Last Updated on 20 Ağustos 2019 by Turizm Günlüğü
Deneyimli turizmci Deniz Emin Tüfekçi, yaklaşan TÜRSAB Seçimleri öncesinde bir biz yazı kaleme aldı. Tüfekçi, seçim öncesinde adayların ve seçmenlerin nasıl bir strateji izlemeleri gerektiğine dikkat çekti.
İşte Deniz Tüfekçi’nin “Aday olmak…” başlıklı yazısı…

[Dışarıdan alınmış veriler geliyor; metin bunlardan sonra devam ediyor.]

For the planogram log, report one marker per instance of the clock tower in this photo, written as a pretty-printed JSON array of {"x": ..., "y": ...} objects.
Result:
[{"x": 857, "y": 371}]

1979 yılından bu yana TÜRSAB kongrelerini takip eden birisi olarak her seçimde adaylığını koyan meslektaşlarımın önceleri çeşitli platformlarda neleri eleştirdiklerini; neleri değiştirmek istediklerini tane tane net olarak anlattıklarını biliyorum.
2000 yılından sonra birkaç meslektaşım dışında (İskender Çayla, Serhat Uslan gibi) neden aday olacaklarını seçim öncesinde anlatana pek rastlamadım.

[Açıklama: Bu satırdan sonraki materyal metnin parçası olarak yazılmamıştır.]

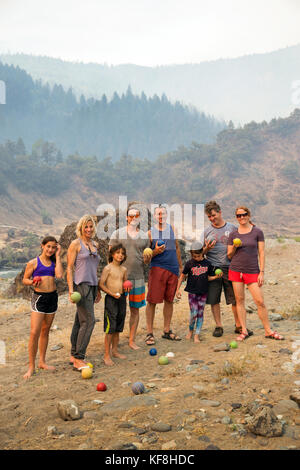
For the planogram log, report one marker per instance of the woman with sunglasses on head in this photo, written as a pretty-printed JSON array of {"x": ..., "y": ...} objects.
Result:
[
  {"x": 83, "y": 259},
  {"x": 246, "y": 250}
]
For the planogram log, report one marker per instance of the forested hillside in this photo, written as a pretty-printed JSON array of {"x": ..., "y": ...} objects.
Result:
[
  {"x": 253, "y": 87},
  {"x": 126, "y": 124},
  {"x": 257, "y": 165}
]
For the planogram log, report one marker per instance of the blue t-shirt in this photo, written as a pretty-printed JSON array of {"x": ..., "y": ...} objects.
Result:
[{"x": 168, "y": 259}]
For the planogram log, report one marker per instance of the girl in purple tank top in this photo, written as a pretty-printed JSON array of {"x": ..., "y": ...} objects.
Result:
[{"x": 40, "y": 273}]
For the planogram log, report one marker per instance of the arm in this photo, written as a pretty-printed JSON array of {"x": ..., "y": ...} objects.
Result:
[
  {"x": 261, "y": 256},
  {"x": 102, "y": 283},
  {"x": 31, "y": 265},
  {"x": 182, "y": 278},
  {"x": 71, "y": 257},
  {"x": 58, "y": 266}
]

Şimdi itiraz gelebilir, ben anlattım diyerek.
Kastettiğim şudur:
İki yıl içinde mesleğimizi ilgilendiren her hangi bir konuda 6 ayda aday olmayı düşünen arkadaşımızın fikrini okuyabildik mi turizm ile ilgili medyada?

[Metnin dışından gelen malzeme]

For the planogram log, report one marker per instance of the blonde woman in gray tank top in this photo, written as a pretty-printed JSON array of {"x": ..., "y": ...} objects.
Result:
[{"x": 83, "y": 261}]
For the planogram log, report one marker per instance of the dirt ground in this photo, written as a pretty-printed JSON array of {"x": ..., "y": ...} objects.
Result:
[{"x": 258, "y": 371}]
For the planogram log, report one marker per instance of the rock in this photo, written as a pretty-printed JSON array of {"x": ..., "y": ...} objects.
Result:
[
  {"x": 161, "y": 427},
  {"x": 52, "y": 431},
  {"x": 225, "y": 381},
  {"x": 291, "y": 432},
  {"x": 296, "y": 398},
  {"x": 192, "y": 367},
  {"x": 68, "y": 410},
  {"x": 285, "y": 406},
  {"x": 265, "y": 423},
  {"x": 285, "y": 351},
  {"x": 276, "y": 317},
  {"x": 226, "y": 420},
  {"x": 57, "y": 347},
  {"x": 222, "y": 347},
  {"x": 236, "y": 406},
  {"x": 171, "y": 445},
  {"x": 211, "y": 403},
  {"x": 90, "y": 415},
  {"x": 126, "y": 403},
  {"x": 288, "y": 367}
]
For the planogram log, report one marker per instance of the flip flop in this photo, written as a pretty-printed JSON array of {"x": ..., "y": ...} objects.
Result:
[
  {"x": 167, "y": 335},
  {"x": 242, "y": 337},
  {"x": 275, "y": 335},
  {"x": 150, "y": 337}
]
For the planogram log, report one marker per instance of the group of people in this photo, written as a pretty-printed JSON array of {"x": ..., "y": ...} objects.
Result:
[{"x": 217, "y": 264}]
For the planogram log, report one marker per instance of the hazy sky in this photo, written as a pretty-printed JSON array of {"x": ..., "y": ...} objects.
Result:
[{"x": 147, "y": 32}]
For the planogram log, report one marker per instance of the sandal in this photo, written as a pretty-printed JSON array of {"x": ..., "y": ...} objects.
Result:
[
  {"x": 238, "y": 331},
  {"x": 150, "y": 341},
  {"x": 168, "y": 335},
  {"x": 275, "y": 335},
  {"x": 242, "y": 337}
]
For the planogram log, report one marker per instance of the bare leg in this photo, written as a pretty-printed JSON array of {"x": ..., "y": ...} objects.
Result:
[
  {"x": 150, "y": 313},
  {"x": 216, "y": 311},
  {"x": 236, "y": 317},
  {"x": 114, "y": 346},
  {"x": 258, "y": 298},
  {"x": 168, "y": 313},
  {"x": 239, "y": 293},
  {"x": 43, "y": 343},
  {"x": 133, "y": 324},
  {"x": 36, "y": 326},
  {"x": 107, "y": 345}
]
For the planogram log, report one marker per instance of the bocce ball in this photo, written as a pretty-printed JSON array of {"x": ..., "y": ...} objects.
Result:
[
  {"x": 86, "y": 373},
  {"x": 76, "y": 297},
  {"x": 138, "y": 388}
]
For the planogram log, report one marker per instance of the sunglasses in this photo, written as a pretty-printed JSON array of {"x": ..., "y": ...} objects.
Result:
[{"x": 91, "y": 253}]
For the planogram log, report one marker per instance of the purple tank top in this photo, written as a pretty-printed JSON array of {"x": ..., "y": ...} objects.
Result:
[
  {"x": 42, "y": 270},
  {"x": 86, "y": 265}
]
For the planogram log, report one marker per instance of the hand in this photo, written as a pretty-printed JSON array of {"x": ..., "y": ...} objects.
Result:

Hangi konuda üç beş satır yazıp, o öyle değil böyle olmalı; ya da şunlar yapılmadı; şunlar yapılmalıydı ya da öyle değil böyle yapılmalıydı… türünden bizi aydınlatıcı yazısını okuduğumuz bir aday var mı?
Her hangi bir tartışmada fikrini söyleyen var mı adaylar arasında?
Mesleği ile ne kadar ilgili bu arkadaşlarımız? Politikacıları uyaran, işin doğrusu o değil; bu diyebilen var mı?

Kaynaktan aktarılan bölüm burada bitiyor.